信じられない話ですが、この青は塗料で実現しているわけではありません。このブルーはセイコーエプソンが得意とする「光学多層膜」という技術を用いて、薄いクリアコートを何層にも重ね、青い光だけを反射するように調整することで実現した色合いです。このため、光にかざしながら見る角度を変えると、ブルーがまるで陽炎のように揺らめきます。
ケースはラグとケースの接合部にくびれがなく、スポーツウォッチのようなモダンな造形です。ベゼルにはポリッシュ、ケースの正面や側面をヘアラインで仕上げることにより、コントラストと表情に富んだ外観を演出しています。

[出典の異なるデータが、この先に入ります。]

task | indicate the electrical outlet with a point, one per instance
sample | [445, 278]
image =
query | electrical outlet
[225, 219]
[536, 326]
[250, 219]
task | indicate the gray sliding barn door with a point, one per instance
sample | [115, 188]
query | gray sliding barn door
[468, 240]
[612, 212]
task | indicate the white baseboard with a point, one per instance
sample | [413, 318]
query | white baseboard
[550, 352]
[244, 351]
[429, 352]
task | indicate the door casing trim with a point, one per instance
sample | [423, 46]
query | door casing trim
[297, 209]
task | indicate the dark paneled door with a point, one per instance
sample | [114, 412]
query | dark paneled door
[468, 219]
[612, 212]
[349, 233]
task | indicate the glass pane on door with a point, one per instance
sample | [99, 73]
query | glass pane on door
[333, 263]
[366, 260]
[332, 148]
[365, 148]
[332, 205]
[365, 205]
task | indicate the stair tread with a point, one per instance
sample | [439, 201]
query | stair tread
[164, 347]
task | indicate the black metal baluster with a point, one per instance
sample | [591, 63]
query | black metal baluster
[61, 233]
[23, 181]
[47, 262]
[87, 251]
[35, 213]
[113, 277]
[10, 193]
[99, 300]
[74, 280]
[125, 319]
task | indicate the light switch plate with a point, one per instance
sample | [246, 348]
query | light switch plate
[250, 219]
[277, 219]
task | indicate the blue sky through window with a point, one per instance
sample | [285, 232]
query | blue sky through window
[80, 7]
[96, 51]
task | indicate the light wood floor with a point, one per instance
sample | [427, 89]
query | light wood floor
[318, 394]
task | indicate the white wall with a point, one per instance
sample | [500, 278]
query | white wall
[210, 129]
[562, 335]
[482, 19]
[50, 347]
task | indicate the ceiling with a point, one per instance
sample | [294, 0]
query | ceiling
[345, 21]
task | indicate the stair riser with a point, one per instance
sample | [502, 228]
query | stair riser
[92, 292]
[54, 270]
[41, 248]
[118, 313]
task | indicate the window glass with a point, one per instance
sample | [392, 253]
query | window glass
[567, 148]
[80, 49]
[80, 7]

スポーティーな外観ながら、ケースサイズは40mm×12.9mmと日本人の腕になじみやすいサイズです。また、10気圧防水という実用的な防水性能を備えているため、日常生活の水回りにも安心して着用できます。
ブレスレットは手触り滑らか
ややエッジの立ったケースとは対照的に、ブレスレットは表面に丸みを持たせた造形のため、滑らかな手触りが特徴的です。
ブレスレットの駒は1駒につき2カ所が可動するHリンクなので、しなやかで腕なじみも良好です。
搭載するムーブメントはオリエントスターの中でも自動巻き最高峰のF8N64。セイコーエプソン独自の微細加工技術「MEMS」によって作られたガンギ車を搭載し、一日あたり-5秒~+15秒という高精度を誇ります。ゼンマイを一杯まで巻き上げれば、およそ60時間連続稼働し、残りの稼働時間は12時のインデックス下のパワーリザーブインジケーターで確認できます。双方向巻上げ機構にセイコー系列機特有の「マジックレバー」を搭載しているため、「ジリジリ」という独特の巻上げ音が特徴です。
RK-BX0003Lは各部の上質な造り込みに加えて、セイコーエプソンの微細加工技術の粋が集められており、本ブランドのフラッグシップにふさわしい1本に仕上がっています。お値段は36万3,000円と決して安価な時計ではありませんが……。